U.S. District Court Judge Lucy Koh issued an injunction on that product last week, as well as a separate injunction barring sales of the Galaxy Nexus smartphone in patent infringement cases brought by Apple against Samsung.
Samsung appealed the ruling over the weekend, asking a federal appeals court to put the injunctions on hold. Koh is also being asked to put the injunction on hold. On Monday she denied a stay for the Tab ban, but has yet to rule on that request relative to the Nexus.

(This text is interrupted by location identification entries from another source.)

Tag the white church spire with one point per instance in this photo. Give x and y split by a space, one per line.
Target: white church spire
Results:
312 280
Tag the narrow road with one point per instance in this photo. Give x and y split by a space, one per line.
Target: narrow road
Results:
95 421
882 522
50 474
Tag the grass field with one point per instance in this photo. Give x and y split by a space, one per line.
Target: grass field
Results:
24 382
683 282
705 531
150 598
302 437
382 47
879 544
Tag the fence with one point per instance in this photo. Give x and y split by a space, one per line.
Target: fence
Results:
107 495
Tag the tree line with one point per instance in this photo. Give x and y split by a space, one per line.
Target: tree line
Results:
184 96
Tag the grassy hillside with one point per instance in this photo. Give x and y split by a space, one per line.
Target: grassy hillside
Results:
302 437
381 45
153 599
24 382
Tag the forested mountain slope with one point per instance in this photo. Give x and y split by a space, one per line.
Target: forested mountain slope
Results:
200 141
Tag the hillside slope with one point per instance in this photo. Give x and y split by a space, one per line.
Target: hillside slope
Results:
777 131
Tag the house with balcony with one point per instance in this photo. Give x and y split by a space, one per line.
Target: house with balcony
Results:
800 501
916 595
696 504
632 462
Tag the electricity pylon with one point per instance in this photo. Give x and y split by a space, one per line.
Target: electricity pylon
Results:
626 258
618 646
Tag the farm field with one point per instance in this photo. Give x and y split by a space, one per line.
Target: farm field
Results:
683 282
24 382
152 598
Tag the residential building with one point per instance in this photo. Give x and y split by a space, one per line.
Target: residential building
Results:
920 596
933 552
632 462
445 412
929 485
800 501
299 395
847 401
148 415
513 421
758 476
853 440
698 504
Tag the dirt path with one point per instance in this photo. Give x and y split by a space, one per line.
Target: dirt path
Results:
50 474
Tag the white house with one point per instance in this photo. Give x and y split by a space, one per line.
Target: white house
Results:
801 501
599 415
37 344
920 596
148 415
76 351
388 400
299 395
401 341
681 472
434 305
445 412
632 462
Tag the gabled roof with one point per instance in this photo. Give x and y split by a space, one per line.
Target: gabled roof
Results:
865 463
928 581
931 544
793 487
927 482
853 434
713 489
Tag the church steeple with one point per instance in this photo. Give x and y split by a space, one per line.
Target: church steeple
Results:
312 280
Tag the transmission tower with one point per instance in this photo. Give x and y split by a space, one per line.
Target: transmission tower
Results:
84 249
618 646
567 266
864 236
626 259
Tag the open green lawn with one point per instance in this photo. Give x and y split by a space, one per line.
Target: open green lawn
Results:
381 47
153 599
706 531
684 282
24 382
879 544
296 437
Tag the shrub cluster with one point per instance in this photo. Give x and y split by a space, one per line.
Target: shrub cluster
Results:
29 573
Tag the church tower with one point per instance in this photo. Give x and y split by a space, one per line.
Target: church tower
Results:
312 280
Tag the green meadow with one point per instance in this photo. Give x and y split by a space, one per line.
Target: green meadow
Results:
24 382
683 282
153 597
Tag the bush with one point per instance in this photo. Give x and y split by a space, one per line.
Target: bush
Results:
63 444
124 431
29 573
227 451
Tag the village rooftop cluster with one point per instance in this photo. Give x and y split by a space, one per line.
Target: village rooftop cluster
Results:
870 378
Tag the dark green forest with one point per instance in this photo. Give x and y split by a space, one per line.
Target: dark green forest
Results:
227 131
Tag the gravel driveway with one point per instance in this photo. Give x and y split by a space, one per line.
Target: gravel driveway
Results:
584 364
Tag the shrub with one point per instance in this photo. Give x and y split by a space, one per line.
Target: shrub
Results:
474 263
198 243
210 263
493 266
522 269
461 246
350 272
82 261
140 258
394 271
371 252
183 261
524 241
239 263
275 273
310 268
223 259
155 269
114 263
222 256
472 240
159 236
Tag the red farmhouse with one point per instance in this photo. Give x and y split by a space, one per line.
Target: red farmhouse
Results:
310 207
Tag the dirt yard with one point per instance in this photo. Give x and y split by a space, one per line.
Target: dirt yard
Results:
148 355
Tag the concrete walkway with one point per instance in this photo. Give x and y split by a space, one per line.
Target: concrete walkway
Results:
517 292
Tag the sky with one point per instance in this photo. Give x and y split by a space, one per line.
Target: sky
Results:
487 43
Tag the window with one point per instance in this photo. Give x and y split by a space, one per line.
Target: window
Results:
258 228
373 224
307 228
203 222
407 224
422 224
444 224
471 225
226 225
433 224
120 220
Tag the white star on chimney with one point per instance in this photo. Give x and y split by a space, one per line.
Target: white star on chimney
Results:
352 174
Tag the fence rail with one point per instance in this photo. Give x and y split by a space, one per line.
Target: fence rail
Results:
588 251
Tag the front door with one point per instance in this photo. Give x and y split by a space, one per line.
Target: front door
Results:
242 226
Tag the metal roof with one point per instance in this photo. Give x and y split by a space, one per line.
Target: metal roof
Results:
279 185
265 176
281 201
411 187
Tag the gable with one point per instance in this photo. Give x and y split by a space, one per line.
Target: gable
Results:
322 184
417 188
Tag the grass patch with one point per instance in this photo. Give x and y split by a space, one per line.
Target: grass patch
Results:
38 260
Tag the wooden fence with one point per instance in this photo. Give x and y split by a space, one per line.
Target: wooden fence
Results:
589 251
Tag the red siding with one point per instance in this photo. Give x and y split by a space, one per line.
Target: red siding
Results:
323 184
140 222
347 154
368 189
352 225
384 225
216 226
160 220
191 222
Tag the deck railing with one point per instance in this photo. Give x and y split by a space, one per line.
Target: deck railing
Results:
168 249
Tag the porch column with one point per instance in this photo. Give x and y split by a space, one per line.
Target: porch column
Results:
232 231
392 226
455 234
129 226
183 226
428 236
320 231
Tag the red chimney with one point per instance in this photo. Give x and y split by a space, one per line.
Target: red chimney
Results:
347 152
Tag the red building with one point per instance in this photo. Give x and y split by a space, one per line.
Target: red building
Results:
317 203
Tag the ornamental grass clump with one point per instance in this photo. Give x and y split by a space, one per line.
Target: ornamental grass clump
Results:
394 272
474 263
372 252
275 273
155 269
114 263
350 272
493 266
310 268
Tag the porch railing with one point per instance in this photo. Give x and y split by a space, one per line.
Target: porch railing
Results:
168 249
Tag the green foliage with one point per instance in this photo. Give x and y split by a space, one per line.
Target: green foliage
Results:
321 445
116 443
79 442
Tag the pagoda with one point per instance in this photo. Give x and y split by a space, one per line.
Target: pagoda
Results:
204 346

“Samsung is disappointed with the court’s decision that denied our motion to stay,” a Samsung representative said on Monday evening. “We believe today’s ruling will ultimately reduce the availability of superior technological features to consumers in the United States. Regardless, we will continue to pursue a request for an appeal of the Galaxy Tab 10.1 preliminary injunction, which we filed on June 26 to the Court of Appeals for the Federal Circuit.”
The ban on the Nexus is potentially even more significant. Although not the biggest-volume Android phone, the Galaxy Nexus is critical strategically for both Samsung and Google, as it was the first device running the Ice Cream Sandwich version of Android, and is also the reference point for developers testing the next version of the operating system, known as Jelly Bean.
Google gave out Galaxy Nexus devices to developers at last week’s I/O conference in San Francisco.
In order for the sales ban on the Nexus to go into effect, Apple must post a $95.6 million bond to account for the potential impact should a court later decide the injunction was issued in error.
Correction: This story originally indicated that Koh had denied the request to put the Galaxy Nexus injunction on hold. A ruling on that has yet to occur.